Oh yeah, you’re so detective!
Nope, my ancestors loved leopard skin too. They used them as cloaks. A clansman once brought one home for his girlfriend’s birthday.
*thank you heavens for the source of my stories; Jupiter?*
Ah, really, they must’ve been quite fashion-savvy! 😀
Yeah, and their blood runs in my veins. I like your pants.
*I’m not sure i do, but at least she has pants and is not walking around naked like Adam and Eve before they knew ‘what’. Expect anything in this city*
Hadn’t seen that coming. Thank you!
*friend, wherever you are, please, always spread smiles like herpes*
So you’re going to the zoo? Where’re you taking Diana? Such wild stares!
Idiot! Hahaha, she’s slowly morphing into a guy i guess. Off to a friend’s graduation.
Yep. Got to spare enough time to garland her with wreaths like a Christmas tree and scare out those butterflies in her tummy with my camera flashes.
She soon learnt that I’m a writer cum blogger but didn’t allow the threesome selfies we did into any public post.
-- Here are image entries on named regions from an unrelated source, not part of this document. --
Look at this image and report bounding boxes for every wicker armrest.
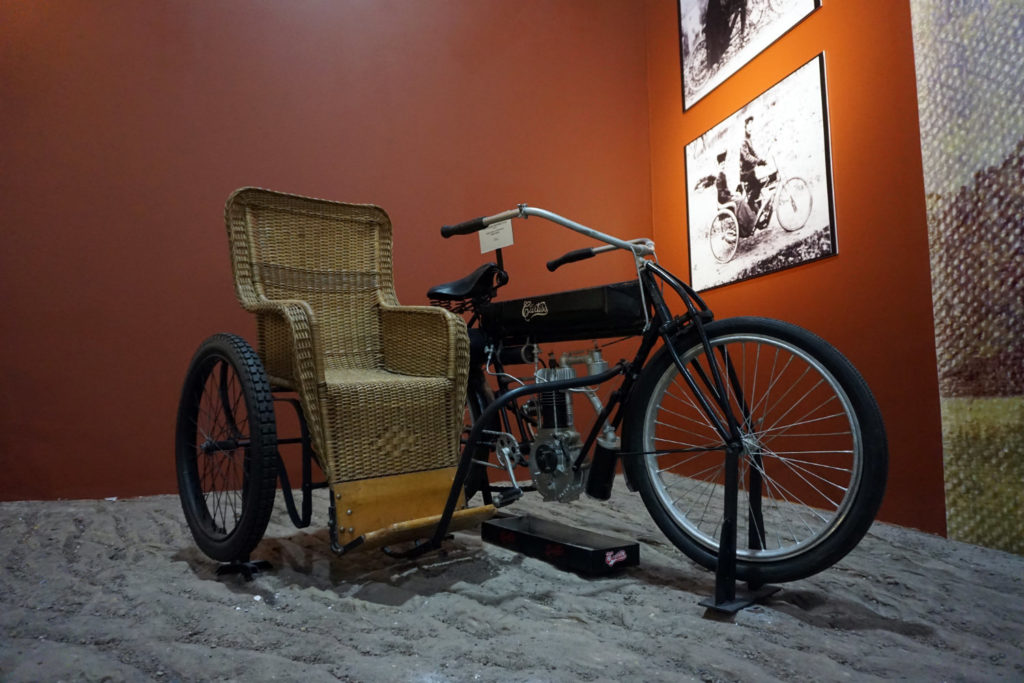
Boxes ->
[381,306,469,380]
[248,299,327,455]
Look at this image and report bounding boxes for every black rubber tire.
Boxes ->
[774,177,814,232]
[623,317,888,584]
[175,334,278,562]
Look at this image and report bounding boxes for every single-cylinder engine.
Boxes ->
[529,367,586,502]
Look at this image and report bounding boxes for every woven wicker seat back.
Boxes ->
[225,187,469,483]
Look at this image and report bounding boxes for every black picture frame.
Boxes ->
[676,0,821,111]
[684,53,838,291]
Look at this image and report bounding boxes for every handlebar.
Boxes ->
[441,216,486,239]
[441,204,654,264]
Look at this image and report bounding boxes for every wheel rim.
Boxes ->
[775,178,813,230]
[188,355,251,541]
[708,213,739,263]
[643,334,863,562]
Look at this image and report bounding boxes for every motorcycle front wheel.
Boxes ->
[623,317,888,584]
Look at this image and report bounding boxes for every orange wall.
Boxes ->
[0,0,650,499]
[645,0,945,532]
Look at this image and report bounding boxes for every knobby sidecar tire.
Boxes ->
[708,209,739,263]
[175,334,278,562]
[623,317,888,584]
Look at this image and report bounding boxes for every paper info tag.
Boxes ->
[479,218,512,254]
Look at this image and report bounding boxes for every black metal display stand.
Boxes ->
[700,445,779,614]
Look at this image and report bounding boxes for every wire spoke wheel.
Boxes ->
[627,318,887,581]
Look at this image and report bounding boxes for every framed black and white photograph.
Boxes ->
[678,0,821,110]
[686,54,837,290]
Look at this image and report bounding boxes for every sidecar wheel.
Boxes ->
[175,334,278,562]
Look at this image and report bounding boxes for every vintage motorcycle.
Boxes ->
[176,190,888,585]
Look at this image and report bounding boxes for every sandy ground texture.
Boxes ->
[0,480,1024,682]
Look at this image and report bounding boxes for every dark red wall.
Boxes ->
[0,0,944,530]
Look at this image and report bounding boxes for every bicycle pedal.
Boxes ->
[493,487,523,508]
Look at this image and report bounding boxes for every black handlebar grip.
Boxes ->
[441,216,485,238]
[548,249,594,272]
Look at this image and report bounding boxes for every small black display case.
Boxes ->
[480,516,640,577]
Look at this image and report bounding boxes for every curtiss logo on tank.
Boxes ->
[522,301,548,322]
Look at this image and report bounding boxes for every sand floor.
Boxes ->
[0,480,1024,682]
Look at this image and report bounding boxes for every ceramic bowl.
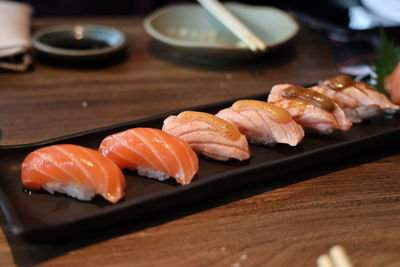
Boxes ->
[33,24,126,61]
[144,3,299,58]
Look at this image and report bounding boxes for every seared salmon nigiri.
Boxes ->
[268,84,352,134]
[216,100,304,146]
[163,111,250,161]
[311,75,400,122]
[21,145,125,203]
[99,128,199,185]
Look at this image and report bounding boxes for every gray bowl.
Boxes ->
[33,24,126,61]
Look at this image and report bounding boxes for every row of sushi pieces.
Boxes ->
[21,75,399,203]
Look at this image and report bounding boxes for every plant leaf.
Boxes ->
[375,28,400,96]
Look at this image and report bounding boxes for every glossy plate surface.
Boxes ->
[0,94,400,241]
[144,3,299,59]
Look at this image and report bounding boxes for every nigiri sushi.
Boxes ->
[99,128,199,185]
[162,111,250,161]
[215,100,304,146]
[21,144,125,203]
[384,62,400,104]
[311,75,400,123]
[268,84,352,134]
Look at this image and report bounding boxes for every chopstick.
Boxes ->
[317,245,353,267]
[197,0,267,52]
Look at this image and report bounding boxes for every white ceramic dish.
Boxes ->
[144,3,299,58]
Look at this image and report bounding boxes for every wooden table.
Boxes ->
[0,17,400,266]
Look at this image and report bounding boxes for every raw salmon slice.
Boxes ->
[99,128,199,185]
[21,144,125,203]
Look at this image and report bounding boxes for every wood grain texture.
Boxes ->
[0,17,400,267]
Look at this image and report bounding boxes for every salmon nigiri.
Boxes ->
[99,128,199,185]
[215,100,304,146]
[21,145,125,203]
[162,111,250,161]
[268,84,352,134]
[384,62,400,104]
[311,75,400,123]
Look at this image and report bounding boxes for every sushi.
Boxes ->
[384,62,400,104]
[311,75,400,123]
[21,144,125,203]
[268,84,352,134]
[162,111,250,161]
[216,100,304,146]
[99,128,199,185]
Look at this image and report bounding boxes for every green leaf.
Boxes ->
[375,28,400,95]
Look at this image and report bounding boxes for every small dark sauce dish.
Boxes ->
[33,25,126,63]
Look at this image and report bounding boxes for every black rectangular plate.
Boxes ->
[0,94,400,241]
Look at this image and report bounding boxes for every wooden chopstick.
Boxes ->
[197,0,267,52]
[317,245,353,267]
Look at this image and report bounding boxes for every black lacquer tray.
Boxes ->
[0,94,400,241]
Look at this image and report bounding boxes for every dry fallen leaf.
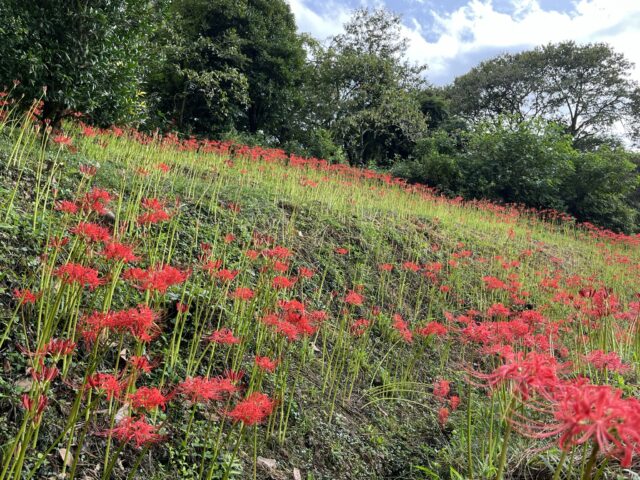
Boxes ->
[15,377,33,392]
[58,448,73,467]
[114,403,131,423]
[258,457,276,469]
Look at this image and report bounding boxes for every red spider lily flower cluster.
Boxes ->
[255,355,278,372]
[13,288,40,305]
[227,392,275,425]
[103,417,164,448]
[54,263,103,290]
[205,328,241,345]
[177,376,238,403]
[128,387,171,411]
[100,242,140,263]
[71,222,111,243]
[80,187,111,215]
[80,305,160,343]
[262,300,326,341]
[123,265,191,293]
[138,198,171,225]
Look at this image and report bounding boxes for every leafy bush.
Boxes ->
[0,0,151,125]
[565,147,638,230]
[459,118,577,210]
[393,117,638,231]
[392,130,461,193]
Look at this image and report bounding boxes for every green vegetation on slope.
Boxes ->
[0,109,640,480]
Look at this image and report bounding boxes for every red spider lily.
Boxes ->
[53,135,72,146]
[402,262,420,272]
[272,260,289,273]
[350,318,371,337]
[482,275,509,290]
[344,290,364,306]
[272,276,298,290]
[298,267,315,278]
[215,268,240,282]
[227,392,275,425]
[262,246,293,260]
[521,381,640,467]
[433,380,451,400]
[100,242,140,263]
[80,164,98,178]
[71,222,111,243]
[138,198,171,225]
[138,210,171,225]
[123,265,191,293]
[278,300,306,313]
[87,373,125,400]
[438,407,449,426]
[224,369,244,385]
[416,322,448,337]
[128,387,171,411]
[475,352,565,400]
[176,302,189,313]
[55,200,80,215]
[36,338,76,357]
[54,263,103,290]
[177,377,238,403]
[30,359,60,383]
[202,257,222,275]
[205,328,241,345]
[13,288,40,305]
[102,417,164,448]
[392,313,413,343]
[128,355,154,373]
[80,305,159,343]
[487,303,511,318]
[80,187,111,215]
[255,355,278,372]
[47,236,69,248]
[584,350,631,373]
[21,393,49,423]
[231,287,255,300]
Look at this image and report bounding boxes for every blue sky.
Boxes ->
[287,0,640,85]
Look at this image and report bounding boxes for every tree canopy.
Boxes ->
[449,41,640,149]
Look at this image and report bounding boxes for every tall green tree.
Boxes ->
[449,41,640,149]
[0,0,152,125]
[306,9,426,165]
[149,0,305,140]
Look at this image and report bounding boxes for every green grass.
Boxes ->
[0,109,640,480]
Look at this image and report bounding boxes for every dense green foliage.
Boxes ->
[449,42,640,149]
[0,0,154,125]
[0,0,640,231]
[393,117,638,230]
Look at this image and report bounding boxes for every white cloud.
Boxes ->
[289,0,640,83]
[412,0,640,83]
[287,0,351,40]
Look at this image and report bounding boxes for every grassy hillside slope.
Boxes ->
[0,109,640,480]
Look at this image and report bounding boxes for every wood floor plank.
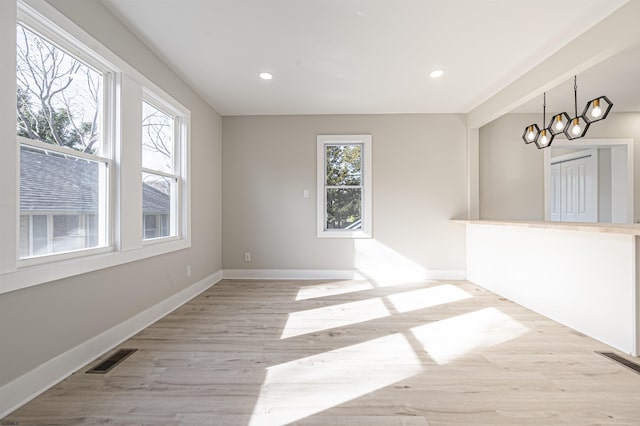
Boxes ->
[2,280,640,426]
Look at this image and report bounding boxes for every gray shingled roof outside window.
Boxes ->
[20,147,170,214]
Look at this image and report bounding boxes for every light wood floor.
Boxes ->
[2,281,640,426]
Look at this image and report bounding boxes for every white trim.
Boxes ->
[544,138,635,223]
[316,135,373,238]
[0,239,190,294]
[222,269,467,281]
[0,271,222,418]
[0,0,191,294]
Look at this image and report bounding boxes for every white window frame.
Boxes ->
[0,0,191,294]
[316,135,373,238]
[16,8,117,268]
[140,87,188,244]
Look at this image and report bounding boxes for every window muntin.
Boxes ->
[16,22,112,259]
[142,100,181,240]
[317,135,371,238]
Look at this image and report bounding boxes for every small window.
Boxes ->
[317,135,372,238]
[16,23,111,259]
[142,100,182,240]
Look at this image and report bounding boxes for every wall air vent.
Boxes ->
[87,349,137,374]
[596,351,640,374]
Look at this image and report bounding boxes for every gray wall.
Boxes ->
[0,0,222,386]
[479,112,640,222]
[222,114,466,272]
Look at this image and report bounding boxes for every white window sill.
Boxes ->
[318,230,372,239]
[0,239,191,294]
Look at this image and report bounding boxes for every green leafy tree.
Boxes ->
[325,144,362,229]
[16,25,102,154]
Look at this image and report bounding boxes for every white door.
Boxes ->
[550,163,562,222]
[551,150,598,222]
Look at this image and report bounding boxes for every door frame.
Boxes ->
[544,138,635,223]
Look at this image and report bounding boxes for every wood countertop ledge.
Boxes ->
[450,219,640,235]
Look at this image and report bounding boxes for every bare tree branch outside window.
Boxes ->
[16,25,102,154]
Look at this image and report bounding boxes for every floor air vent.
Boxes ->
[596,352,640,374]
[87,349,137,374]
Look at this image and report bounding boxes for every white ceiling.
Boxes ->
[103,0,628,115]
[513,46,640,115]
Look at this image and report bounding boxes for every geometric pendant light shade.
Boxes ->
[564,116,590,140]
[548,112,571,136]
[522,76,613,149]
[522,124,540,143]
[534,92,555,149]
[582,96,613,123]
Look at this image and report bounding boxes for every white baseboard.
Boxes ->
[0,271,222,418]
[222,269,467,281]
[222,269,364,280]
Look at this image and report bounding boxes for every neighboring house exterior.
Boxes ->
[19,147,169,258]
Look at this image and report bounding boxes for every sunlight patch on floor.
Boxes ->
[387,284,472,313]
[354,239,427,287]
[296,281,374,301]
[249,333,423,426]
[411,308,529,365]
[280,297,391,339]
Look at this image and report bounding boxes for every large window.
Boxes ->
[16,23,111,259]
[142,98,181,240]
[0,0,191,293]
[317,135,371,238]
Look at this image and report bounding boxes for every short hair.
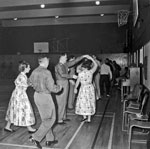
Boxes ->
[81,59,92,70]
[38,54,48,64]
[68,55,75,60]
[18,60,29,72]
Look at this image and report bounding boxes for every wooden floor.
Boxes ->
[0,81,146,149]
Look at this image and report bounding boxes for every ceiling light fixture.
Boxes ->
[55,16,59,19]
[95,1,100,5]
[40,4,45,8]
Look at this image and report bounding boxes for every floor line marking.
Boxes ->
[108,113,115,149]
[64,122,84,149]
[0,143,61,149]
[67,113,113,117]
[0,143,61,149]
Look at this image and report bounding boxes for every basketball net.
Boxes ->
[118,10,129,27]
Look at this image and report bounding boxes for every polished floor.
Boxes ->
[0,80,146,149]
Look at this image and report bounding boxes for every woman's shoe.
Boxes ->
[29,136,42,149]
[80,118,87,122]
[4,128,15,132]
[28,129,37,134]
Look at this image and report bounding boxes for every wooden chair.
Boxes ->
[122,88,149,131]
[129,109,150,149]
[121,79,130,101]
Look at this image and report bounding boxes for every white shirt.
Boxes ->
[101,63,112,79]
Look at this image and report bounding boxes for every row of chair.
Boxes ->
[122,84,150,149]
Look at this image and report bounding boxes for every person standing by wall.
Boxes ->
[68,55,75,110]
[29,55,62,149]
[74,56,97,122]
[4,61,36,133]
[55,53,84,124]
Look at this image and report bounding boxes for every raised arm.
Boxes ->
[86,55,98,72]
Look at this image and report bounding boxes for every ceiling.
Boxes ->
[0,0,130,27]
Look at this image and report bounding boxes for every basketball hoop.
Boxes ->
[118,10,129,27]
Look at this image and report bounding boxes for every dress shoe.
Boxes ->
[29,136,42,149]
[28,129,37,134]
[57,121,66,125]
[63,118,70,122]
[45,140,58,146]
[80,118,87,122]
[4,128,15,132]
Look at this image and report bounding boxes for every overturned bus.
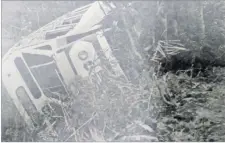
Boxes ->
[2,2,137,128]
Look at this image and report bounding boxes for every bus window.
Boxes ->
[14,57,41,99]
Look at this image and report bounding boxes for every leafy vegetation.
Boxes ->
[3,1,225,141]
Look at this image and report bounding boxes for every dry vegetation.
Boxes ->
[2,2,225,141]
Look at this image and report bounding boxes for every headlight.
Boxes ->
[78,51,88,60]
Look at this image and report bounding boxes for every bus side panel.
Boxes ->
[2,59,33,127]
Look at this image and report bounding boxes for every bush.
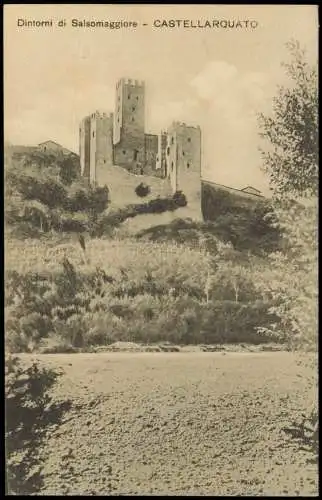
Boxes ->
[135,182,151,198]
[5,356,70,495]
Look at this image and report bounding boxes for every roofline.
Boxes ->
[38,139,68,149]
[201,179,265,198]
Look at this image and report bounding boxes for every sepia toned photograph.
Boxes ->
[3,4,319,497]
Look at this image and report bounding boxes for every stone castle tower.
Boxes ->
[79,78,201,217]
[79,111,113,184]
[113,78,145,171]
[158,122,201,218]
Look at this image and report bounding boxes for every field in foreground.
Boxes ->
[21,352,318,496]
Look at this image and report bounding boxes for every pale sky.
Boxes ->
[4,4,318,192]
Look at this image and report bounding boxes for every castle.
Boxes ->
[79,78,201,215]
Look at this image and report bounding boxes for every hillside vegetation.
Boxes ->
[6,141,314,352]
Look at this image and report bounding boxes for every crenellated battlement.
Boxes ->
[116,78,145,89]
[80,77,201,219]
[171,121,200,130]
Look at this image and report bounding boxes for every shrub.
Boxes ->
[5,356,70,495]
[135,182,151,198]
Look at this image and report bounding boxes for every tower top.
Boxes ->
[116,78,145,88]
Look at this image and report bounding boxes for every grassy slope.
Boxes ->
[19,353,318,496]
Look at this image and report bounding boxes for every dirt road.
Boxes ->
[18,352,318,496]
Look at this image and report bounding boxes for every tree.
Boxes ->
[258,41,318,449]
[259,41,318,197]
[135,182,151,198]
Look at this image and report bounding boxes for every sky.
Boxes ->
[4,4,318,193]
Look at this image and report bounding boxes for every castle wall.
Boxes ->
[166,122,201,217]
[156,131,167,177]
[144,134,158,173]
[113,78,145,173]
[79,116,91,179]
[90,111,113,184]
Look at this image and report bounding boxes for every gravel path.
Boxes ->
[20,352,318,496]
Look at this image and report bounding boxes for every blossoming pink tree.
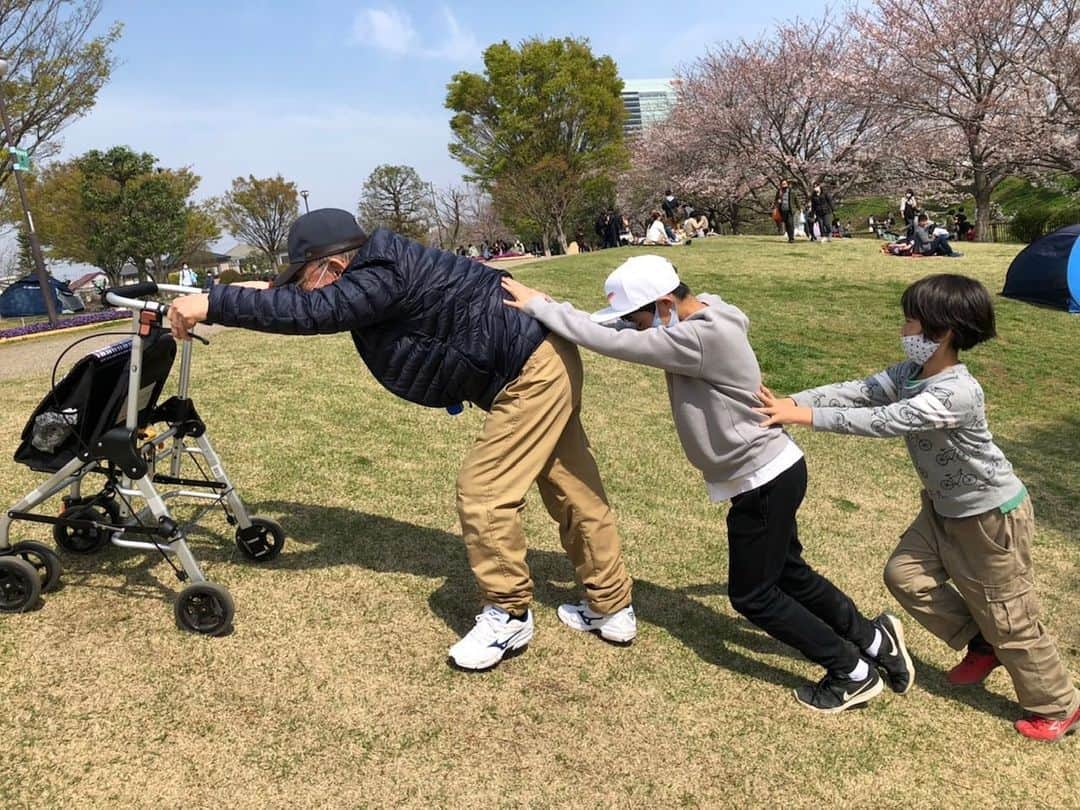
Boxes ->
[633,21,897,225]
[841,0,1077,239]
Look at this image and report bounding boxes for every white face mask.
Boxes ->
[900,335,941,366]
[652,307,678,329]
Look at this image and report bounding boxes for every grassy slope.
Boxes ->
[0,238,1080,808]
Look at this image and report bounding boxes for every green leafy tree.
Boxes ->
[217,175,300,267]
[446,38,626,252]
[0,0,121,189]
[4,146,219,284]
[357,164,434,239]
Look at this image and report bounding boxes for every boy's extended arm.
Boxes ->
[788,365,900,408]
[813,384,978,438]
[207,265,405,335]
[525,297,703,377]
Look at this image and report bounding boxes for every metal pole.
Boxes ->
[0,59,59,326]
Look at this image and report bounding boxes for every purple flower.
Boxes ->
[0,309,131,339]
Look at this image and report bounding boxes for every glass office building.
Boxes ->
[622,79,675,136]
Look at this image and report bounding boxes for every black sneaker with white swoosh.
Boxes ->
[795,663,885,714]
[870,613,915,694]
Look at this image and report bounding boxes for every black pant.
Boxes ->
[728,459,874,675]
[780,211,795,242]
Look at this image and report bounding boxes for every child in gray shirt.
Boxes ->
[759,274,1080,741]
[503,256,915,713]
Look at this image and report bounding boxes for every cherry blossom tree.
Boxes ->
[841,0,1080,239]
[634,19,900,226]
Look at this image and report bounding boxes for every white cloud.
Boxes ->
[352,8,418,54]
[352,5,481,62]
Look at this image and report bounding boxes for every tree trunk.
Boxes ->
[555,217,581,256]
[728,203,742,237]
[973,170,994,242]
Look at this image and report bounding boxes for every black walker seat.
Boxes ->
[15,332,176,473]
[0,284,285,635]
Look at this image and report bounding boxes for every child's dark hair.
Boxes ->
[671,281,691,301]
[900,273,998,350]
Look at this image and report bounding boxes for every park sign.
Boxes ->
[8,146,30,172]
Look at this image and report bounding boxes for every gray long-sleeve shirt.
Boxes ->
[525,295,792,483]
[792,361,1024,517]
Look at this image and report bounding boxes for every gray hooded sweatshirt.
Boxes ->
[525,295,801,492]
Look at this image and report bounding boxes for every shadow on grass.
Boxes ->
[912,656,1022,723]
[248,501,805,687]
[44,501,885,688]
[995,415,1080,536]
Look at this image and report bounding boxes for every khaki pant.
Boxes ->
[885,492,1080,719]
[458,335,631,613]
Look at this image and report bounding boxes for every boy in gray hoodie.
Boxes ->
[503,256,915,713]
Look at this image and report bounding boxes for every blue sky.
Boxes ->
[54,0,824,233]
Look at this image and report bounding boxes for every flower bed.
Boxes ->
[0,309,131,340]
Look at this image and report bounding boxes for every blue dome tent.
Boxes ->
[1001,225,1080,312]
[0,275,85,318]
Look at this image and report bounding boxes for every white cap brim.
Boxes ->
[589,307,639,323]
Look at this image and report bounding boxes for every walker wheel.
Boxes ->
[0,555,41,613]
[237,517,285,563]
[11,540,64,593]
[53,507,112,554]
[174,582,237,636]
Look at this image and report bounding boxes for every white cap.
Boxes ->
[590,256,679,323]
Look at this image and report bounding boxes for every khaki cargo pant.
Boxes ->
[885,492,1080,719]
[458,335,631,613]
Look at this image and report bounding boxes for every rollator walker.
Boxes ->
[0,283,285,635]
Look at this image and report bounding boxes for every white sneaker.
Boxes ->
[558,599,637,644]
[450,605,532,670]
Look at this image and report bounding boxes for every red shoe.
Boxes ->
[945,647,1001,686]
[1013,708,1080,742]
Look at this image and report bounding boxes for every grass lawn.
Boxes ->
[0,237,1080,808]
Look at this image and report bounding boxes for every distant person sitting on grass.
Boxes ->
[912,214,963,258]
[502,256,915,713]
[683,211,708,239]
[643,211,678,245]
[168,208,637,670]
[760,274,1080,741]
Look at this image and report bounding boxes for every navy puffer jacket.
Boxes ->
[208,228,548,410]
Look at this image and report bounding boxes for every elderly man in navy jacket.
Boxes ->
[168,208,636,670]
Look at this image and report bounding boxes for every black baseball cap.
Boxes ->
[273,208,367,287]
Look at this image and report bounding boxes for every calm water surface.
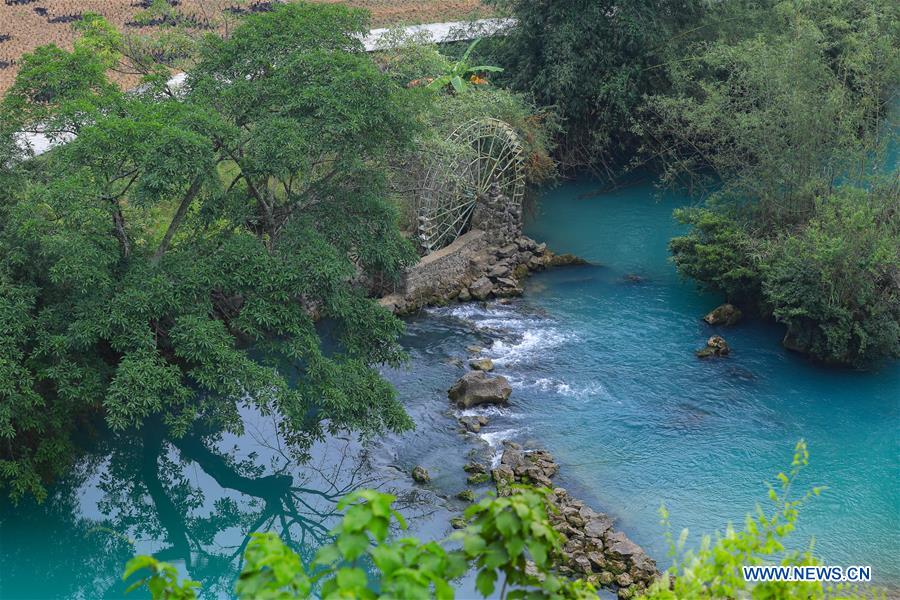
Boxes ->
[0,181,900,599]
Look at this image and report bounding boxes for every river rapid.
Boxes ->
[0,180,900,599]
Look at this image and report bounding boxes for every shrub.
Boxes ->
[123,488,596,600]
[763,186,900,366]
[669,208,761,307]
[643,440,855,600]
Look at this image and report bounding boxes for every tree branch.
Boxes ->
[150,176,200,265]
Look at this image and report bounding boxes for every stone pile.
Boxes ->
[447,370,512,408]
[696,335,731,358]
[491,442,659,599]
[381,236,585,314]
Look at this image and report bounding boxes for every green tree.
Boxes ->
[123,440,863,600]
[0,3,416,498]
[492,0,705,175]
[763,186,900,367]
[642,440,859,600]
[123,488,596,600]
[637,0,900,366]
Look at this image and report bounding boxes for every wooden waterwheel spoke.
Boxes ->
[417,119,524,253]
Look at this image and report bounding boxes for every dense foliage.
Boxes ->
[492,0,704,175]
[124,489,596,600]
[376,30,559,229]
[643,440,860,600]
[491,0,900,366]
[761,187,900,366]
[0,4,416,498]
[643,0,900,366]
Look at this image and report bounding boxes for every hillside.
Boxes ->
[0,0,486,94]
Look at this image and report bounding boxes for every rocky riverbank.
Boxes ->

Sorry. You know I’m just nice. I wanna keep friends :). Good thing is, i got invited, with a free ticket, to a friendly fund-raising polo game on Saturday afternoon. These are the babes who marveled at such games at Ngong Racecourse from such early years even before she could tell a donkey from a horse. Yes, it’s a first for me.
Such is my fate at traffic jams.
Big man then called to re-schedule our meet-up to 3pm in the afternoon. No qualms.
I alighted at KBS and bumped into Denno, an all time buddy who convinced me to join him to the ‘dark alley-place’ we both discovered recently for roho pan-fry with peppered water for it to swim in. We escorted it with brown ugali and similar-colored turungi to summarise our stories. In the morning? Yes! That’s what friends are for.
It’s past 3pm now. I’m seated at the lounge 6th floor Africa Re Centre, exchanging glances with my borrowed laptop, still waiting for the ‘Big Man’ who wants to talk ‘business’ with me. Looks like there’s work traffic in there. Let’s see how this unfolds.